National auditors have warned NHS England that new models of care will need more time and upfront investment in order to deliver savings.

In a report published today, the National Audit Office says making the changes will require “significant upfront investment”, but warns the “money available for this is reducing as the number of trusts in deficit increases”.

Simon Stevens

Simon Stevens

Simon Stevens has warned money will be diverted from redesigning care models to address provider deficits

Earlier this week, NHS England chief executive Simon Stevens told HSJ that money will be diverted from redesigning models of care in 2016-17 in order to address the ballooning deficits in the provider sector.

Areas developing new models under the national vanguard programme have been given access to a £200m fund, but policy experts believe this falls well short of what is needed. The King’s Fund and the Health Foundation have called for a dedicated transformation fund of at least £1.5bn a year until 2020-21 to test and roll out new care models.

The NAO report says: “NHS England told us that it has estimated the savings it expects to be realised from the new care models and the timing of these.

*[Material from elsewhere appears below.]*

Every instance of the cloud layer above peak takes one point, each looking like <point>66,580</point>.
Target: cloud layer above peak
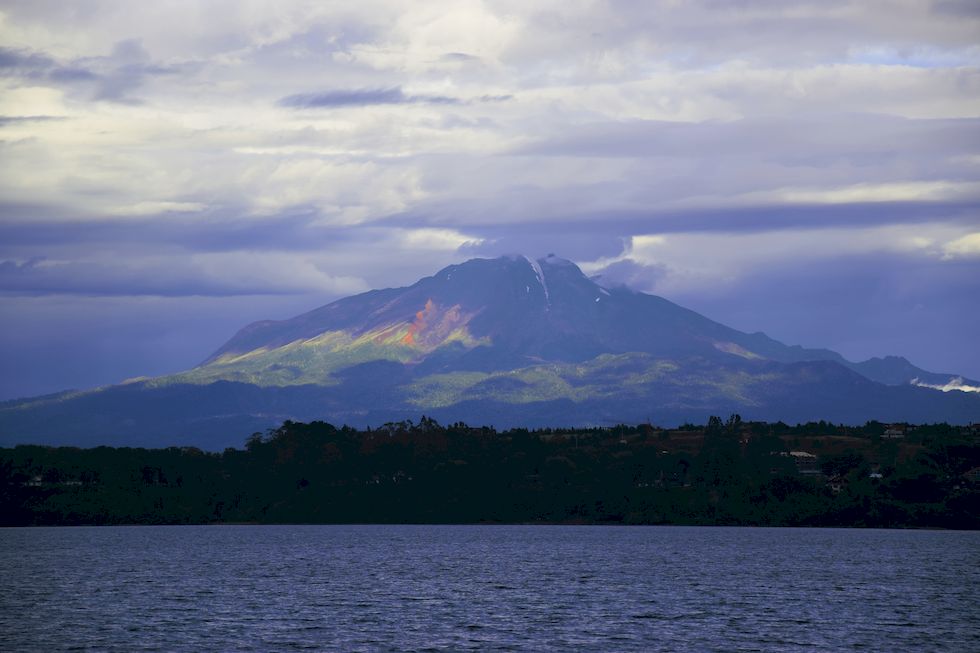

“It has used the assumptions from the business cases for the vanguard programme as the basis for these estimates. NHS England’s guidance says that unless the vanguards demonstrate ‘quantified changes’ in 2016-17, it will be hard to justify national investment.

“It may, however, take time for trusts to deliver any savings, for example, if they are unable to reduce their spending in the short term due to fixed costs.

“Most costs are for staff and facilities, which do not rise or fall steadily in response to changes in activities. For example, falling numbers of inpatients will only significantly reduce costs for an acute trust when the fall is large enough to allow the trust to reduce staff numbers and close beds and wards.”

Anita Charlesworth, director of research and economics at the Health Foundation, said: “There appears to be no national plan or dedicated resource in place to enable the NHS to deliver the scale of efficiencies needed to dig itself out of this financial hole.

“There needs to be a new, dedicated transformation fund overseen by a single body to plan how the NHS will increase its efficiency and develop new models of care.”

Last month, chancellor George Osborne announced that NHS England’s budget will increase by about £8bn over the next five years, with almost half of this “frontloaded” in 2016-17. Other Department of Health budgets have been cut by more than 20 per cent, however.

The NAO report describes the “severe” deterioration in hospital finances in the last two years, and called for regulators and the DH to take “a more rounded view” of the problem.

The report also found:

  • It is becoming harder for trusts to make efficiency savings, and they aachieved 83 per cent of their planned efficiencies in 2014-15, compared to 90 per cent in 2013-14;
  • the efforts by the DH and regulators to cut trusts’ deficits might have come too late to improve the 2015-16 financial position;
  • interventions on safe staffing and efforts to reduce spending on agency staff created conflicting messages;
  • trusts have not been able to plan effectively; and
  • there is a statistically significant correlation between acute trusts’ surplus or deficit and some private finance initiative commitments. The report said 36 per cent of trusts in surplus last year had a PFI deal, compared to 43 per cent of trusts in deficit.